CODEWITHSUNDEEP
pythonloopstime
ethanmorton
ethanmorton

Reputation: 86

My Nested For loops Run "faster" than inline For loop

For a class I'm in we are asked to write out a brute force method for finding 2 elements in lists S1, S2, that add to a specified value x. So far I have it written out as such:

@timing
def brute_force_nested(x, s1 : list, s2 : list) -> bool:
    for a in s2:
        for b in s1:
            if a + b == x:
                return True
    return False

@timing
def brute_force_inline(x, s1 : list, s2 : list) -> bool:
    return bool([ (a,b) for a in s2 for b in s1 if a + b == x ])

But when I run them in the terminal, I get a very large difference in times:

>>> brute_force_nested(5123, S1, S2):

func:brute_force_nested took: 0.007085800170898438 sec and gave: True

>>>func:brute_force_inline(5123, S1, S2)

func:brute_force took: 3.0208868980407715 sec and gave: True

Why is this happening? I was under the impression that the inline syntax was essentialy just syntactical sugar for written out nested loops, but something is obviously different, and I don't know what.

Upvotes: 2

Views: 330

Answers (2)

Jab
Jab

Reputation: 27495

This is because you are only iterating over the lists in the first fuinction and returning on the first value. The second you are creating a list then evaluating the Truthy value of that list. For them to be comparable you need to use any and a generator comprehension.

def brute_force_inline(x, s1 : list, s2 : list) -> bool:
    return any(a + b == x for a in s2 for b in s1)

P.S Technically both of your approaches are nested loops one is just done using a comprehension.

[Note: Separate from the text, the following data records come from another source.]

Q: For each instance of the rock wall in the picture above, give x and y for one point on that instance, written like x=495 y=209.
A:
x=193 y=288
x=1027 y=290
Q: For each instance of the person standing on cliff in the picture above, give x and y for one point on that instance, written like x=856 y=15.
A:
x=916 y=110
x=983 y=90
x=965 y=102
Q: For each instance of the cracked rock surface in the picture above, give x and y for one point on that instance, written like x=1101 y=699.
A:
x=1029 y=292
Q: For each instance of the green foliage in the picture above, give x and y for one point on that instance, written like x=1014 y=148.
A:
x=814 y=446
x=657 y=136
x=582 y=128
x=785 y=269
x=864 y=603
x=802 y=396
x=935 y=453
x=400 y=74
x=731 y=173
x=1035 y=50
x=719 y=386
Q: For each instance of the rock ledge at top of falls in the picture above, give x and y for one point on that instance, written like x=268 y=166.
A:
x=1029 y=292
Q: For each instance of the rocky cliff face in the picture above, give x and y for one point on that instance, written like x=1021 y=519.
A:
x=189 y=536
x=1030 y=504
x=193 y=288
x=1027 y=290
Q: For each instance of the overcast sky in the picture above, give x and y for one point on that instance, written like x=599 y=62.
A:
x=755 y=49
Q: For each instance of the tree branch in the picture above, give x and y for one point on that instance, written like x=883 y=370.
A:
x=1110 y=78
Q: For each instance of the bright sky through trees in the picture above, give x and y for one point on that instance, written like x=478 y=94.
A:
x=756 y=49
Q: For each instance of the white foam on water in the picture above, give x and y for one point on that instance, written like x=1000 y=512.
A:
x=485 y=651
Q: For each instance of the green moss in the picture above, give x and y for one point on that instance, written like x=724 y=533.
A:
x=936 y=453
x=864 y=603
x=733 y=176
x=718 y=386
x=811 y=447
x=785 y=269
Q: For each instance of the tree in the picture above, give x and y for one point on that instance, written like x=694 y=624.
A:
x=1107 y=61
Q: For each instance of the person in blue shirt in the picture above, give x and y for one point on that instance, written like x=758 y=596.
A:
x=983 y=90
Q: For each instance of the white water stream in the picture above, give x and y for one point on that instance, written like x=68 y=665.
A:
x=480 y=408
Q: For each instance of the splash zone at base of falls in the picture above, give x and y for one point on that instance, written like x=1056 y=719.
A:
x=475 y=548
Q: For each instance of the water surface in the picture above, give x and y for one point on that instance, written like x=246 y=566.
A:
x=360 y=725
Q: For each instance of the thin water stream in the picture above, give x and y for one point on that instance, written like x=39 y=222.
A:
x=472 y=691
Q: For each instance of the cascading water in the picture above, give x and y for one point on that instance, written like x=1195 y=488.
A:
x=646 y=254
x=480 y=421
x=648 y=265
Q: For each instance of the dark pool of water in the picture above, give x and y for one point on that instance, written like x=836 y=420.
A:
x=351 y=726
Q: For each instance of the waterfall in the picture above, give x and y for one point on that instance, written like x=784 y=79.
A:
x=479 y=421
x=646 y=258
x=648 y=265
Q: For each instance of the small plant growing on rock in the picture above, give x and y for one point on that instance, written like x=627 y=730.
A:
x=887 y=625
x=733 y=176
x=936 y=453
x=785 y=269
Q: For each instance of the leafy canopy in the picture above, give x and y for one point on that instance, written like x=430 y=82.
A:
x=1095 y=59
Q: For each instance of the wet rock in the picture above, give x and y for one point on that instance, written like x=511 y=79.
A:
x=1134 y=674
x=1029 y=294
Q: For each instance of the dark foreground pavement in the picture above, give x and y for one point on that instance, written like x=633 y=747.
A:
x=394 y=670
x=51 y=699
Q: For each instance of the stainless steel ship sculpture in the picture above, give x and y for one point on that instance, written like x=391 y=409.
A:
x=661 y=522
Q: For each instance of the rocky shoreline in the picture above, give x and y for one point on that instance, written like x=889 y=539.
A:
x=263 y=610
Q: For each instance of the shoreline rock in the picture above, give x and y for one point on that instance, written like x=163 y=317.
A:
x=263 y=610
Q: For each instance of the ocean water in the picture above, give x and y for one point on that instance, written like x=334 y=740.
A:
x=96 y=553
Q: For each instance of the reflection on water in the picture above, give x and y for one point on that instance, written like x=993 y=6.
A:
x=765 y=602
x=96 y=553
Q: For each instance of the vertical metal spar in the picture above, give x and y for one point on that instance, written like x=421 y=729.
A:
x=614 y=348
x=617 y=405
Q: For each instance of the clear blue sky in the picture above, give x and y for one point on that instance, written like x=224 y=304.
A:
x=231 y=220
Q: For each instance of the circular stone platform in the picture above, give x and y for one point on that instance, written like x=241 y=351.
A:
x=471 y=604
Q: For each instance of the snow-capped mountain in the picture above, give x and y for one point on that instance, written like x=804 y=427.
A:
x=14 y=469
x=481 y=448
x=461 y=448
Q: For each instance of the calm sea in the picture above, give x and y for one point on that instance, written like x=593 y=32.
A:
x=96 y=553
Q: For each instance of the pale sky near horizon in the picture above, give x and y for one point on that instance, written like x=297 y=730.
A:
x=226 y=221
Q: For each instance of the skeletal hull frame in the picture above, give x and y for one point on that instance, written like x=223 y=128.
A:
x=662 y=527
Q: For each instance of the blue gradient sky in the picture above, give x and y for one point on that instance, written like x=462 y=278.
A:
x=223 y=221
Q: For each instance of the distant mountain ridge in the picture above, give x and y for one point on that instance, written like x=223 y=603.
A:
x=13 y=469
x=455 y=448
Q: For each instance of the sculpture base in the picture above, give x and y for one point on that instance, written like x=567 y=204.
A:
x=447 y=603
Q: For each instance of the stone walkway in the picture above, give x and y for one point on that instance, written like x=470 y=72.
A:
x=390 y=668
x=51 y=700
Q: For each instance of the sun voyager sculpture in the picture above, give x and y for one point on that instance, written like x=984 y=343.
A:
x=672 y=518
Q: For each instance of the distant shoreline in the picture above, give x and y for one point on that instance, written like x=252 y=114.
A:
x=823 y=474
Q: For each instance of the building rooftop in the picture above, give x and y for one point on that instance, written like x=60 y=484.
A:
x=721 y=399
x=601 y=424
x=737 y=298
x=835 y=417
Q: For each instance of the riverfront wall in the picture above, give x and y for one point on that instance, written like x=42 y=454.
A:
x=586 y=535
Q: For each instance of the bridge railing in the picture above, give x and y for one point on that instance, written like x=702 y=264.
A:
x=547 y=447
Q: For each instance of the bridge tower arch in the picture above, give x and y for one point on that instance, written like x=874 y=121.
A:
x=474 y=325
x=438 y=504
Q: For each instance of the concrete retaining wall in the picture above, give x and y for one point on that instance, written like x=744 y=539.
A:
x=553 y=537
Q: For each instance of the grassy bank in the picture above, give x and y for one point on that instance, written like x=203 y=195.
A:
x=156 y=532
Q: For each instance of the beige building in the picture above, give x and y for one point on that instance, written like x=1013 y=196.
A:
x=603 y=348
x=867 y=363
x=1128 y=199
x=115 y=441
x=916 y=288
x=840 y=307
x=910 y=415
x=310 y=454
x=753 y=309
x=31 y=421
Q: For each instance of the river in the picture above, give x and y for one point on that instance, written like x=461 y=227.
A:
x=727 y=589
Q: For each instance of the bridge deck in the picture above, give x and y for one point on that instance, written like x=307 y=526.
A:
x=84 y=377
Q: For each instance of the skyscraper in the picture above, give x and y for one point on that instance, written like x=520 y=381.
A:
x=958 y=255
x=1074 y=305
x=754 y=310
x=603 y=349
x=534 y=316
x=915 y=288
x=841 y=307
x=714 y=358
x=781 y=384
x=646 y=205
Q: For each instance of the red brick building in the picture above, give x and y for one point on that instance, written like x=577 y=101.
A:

This can also be done more efficiently using itertools.product:

from itertools import product

def brute_force_inline(x, s1 : list, s2 : list) -> bool:
    return any(sum(ab) == x for ab in product(s2, s1))

Upvotes: 1

mozway
mozway

Reputation: 260890

The loops are indeed equal, but not the condition to break it. In the first nested loop, the code stops when the first equality is reached. In the second one, all tests are computed until all combinations are exhausted.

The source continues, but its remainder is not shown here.